The bulk of today was spent in a sector of Chacraseca called La Bolsa. We gathered at a family’s home with women from the community, went through a round of introductions (using our excellent translators), and then spent a couple of hours cooking together. Nicaraguan women taught us how to cook their special dishes, supervising us as we made their family favorites — and we taught them how to make a few of our favorites, supervising them in the same way.
When the feast was ready, we ate. And ate. And ate some more. Fried plantains, rice, beef, tomato & cucumber salad, and tortillas came together with green bean casserole, biscuits & gravy, and crunchy cole slaw with ramen noodles. It was the meeting of cultures, spread across one long table, and it was beautiful.
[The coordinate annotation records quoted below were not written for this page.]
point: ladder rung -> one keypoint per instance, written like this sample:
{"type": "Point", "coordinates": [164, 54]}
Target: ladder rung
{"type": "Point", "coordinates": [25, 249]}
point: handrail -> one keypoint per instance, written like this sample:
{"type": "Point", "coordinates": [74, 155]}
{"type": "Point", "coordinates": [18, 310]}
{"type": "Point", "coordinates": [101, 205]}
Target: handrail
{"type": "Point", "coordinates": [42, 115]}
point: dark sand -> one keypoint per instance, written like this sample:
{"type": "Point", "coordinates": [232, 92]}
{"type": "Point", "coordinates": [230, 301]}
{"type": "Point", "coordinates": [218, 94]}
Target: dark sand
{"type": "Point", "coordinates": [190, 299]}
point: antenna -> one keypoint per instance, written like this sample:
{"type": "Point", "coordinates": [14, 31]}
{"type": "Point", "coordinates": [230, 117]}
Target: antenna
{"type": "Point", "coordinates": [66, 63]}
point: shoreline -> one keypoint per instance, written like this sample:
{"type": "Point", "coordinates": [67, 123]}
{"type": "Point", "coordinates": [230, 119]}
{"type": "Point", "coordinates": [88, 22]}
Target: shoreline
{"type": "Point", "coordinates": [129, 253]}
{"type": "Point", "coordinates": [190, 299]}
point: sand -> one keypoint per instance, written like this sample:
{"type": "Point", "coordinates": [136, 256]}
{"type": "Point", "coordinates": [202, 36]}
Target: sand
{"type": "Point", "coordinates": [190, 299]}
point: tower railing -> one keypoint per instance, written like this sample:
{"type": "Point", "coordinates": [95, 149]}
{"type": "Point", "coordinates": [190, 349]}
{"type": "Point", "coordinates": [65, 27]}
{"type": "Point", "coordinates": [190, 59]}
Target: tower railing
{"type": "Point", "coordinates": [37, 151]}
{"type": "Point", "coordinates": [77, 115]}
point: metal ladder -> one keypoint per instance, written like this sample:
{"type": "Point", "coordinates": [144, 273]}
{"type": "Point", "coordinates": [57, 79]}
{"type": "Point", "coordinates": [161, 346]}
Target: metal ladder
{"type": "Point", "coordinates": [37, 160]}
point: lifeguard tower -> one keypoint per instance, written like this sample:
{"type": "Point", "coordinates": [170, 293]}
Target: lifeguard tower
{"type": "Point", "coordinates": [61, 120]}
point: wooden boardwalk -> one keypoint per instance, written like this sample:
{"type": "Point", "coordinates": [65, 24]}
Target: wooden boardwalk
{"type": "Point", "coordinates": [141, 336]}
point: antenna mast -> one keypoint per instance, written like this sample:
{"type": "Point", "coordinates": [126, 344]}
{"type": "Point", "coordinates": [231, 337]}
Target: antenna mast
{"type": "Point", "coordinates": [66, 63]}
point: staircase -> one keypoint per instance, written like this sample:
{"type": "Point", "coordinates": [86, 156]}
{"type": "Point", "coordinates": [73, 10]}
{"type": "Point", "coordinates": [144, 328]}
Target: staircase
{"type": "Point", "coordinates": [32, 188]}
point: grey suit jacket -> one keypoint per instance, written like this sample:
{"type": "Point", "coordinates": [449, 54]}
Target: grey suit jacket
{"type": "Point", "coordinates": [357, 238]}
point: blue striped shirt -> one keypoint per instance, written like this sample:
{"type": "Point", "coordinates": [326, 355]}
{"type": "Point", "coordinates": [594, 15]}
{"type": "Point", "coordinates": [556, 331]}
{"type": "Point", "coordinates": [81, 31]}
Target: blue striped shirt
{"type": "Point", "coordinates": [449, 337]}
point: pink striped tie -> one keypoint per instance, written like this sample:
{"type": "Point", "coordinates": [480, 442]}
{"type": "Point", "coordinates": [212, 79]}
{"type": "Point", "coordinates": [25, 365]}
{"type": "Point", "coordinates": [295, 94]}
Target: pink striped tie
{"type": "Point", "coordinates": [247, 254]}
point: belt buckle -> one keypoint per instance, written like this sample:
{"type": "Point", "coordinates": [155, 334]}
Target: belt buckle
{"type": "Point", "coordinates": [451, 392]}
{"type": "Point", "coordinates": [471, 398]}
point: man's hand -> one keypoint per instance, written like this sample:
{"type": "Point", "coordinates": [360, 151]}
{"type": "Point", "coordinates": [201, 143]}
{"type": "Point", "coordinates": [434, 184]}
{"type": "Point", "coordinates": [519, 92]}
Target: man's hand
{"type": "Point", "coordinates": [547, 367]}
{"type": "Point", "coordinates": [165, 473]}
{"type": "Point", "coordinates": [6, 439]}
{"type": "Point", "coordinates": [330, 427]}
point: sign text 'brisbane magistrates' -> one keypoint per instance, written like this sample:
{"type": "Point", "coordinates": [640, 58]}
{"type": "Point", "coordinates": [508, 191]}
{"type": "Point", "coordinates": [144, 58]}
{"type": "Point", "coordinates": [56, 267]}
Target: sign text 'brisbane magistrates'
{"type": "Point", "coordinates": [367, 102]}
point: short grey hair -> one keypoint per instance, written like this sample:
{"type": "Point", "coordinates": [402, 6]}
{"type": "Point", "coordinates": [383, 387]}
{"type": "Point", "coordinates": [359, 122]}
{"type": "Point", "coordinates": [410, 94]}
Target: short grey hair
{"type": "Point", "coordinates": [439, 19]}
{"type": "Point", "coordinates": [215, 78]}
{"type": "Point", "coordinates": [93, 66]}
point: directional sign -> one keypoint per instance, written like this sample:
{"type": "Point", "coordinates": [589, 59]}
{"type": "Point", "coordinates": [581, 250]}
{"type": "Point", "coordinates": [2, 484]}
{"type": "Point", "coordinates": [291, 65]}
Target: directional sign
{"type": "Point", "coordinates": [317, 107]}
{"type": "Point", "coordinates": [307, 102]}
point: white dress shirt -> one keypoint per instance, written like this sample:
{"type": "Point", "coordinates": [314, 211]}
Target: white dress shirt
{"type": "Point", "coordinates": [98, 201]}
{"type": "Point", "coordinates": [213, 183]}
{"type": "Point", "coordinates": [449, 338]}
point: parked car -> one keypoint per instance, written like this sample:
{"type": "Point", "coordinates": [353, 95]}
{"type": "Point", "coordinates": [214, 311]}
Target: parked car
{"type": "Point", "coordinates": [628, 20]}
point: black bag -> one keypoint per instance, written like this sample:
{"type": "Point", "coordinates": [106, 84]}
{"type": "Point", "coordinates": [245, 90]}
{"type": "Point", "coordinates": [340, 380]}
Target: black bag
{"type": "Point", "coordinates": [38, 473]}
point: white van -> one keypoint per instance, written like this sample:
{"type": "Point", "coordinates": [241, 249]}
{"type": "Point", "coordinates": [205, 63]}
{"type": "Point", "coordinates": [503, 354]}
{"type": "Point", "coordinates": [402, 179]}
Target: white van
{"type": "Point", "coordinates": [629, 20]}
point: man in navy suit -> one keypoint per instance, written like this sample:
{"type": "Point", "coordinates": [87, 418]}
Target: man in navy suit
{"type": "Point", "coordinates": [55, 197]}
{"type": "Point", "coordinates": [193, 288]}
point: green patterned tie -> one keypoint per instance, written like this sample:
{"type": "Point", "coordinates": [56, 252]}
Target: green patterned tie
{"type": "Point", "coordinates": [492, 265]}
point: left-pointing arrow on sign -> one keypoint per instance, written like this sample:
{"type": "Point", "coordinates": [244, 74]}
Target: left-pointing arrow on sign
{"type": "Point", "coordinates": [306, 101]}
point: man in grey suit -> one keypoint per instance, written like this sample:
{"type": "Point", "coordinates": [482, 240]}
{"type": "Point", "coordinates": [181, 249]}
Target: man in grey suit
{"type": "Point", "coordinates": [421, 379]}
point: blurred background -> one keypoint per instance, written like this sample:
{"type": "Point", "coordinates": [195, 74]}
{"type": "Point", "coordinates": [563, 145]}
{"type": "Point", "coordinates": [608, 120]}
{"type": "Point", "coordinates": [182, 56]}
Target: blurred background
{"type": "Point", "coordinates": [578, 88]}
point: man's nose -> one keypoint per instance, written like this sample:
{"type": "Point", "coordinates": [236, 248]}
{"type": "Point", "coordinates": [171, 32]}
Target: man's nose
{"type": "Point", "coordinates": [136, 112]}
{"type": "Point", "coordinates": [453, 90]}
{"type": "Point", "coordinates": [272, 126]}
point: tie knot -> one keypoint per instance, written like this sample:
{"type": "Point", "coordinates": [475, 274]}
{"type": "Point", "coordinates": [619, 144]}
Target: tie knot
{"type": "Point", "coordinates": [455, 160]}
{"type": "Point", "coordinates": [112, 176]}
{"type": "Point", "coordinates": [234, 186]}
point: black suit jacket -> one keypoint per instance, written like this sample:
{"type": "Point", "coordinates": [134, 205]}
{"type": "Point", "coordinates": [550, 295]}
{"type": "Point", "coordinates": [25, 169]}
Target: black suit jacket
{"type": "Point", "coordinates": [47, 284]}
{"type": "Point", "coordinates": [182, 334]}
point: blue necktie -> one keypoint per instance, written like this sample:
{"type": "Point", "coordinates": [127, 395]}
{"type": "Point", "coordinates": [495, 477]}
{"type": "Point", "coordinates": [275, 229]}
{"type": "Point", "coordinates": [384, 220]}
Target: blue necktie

As we ate together, Elba (director of women’s projects at Just Hope) facilitated a conversation in which we all shared stories of the women who have inspired us. Those stories were funny, heartbreaking, relatable, foreign…and sacred. In the telling and hearing of those stories, we became a part of one another’s lives. All were able to give, all were able to receive, all had dignity and respect.
Tonight, as I lay in bed I replay those conversations and faces in my mind’s eye and I’m struck by the difference between charity and social justice. By allowing these women to give of themselves rather than passively receive things from us, we honored their full humanity. Each woman is my sister, and she is worthy of that respect. I will remember their faces and their stories for a long time to come.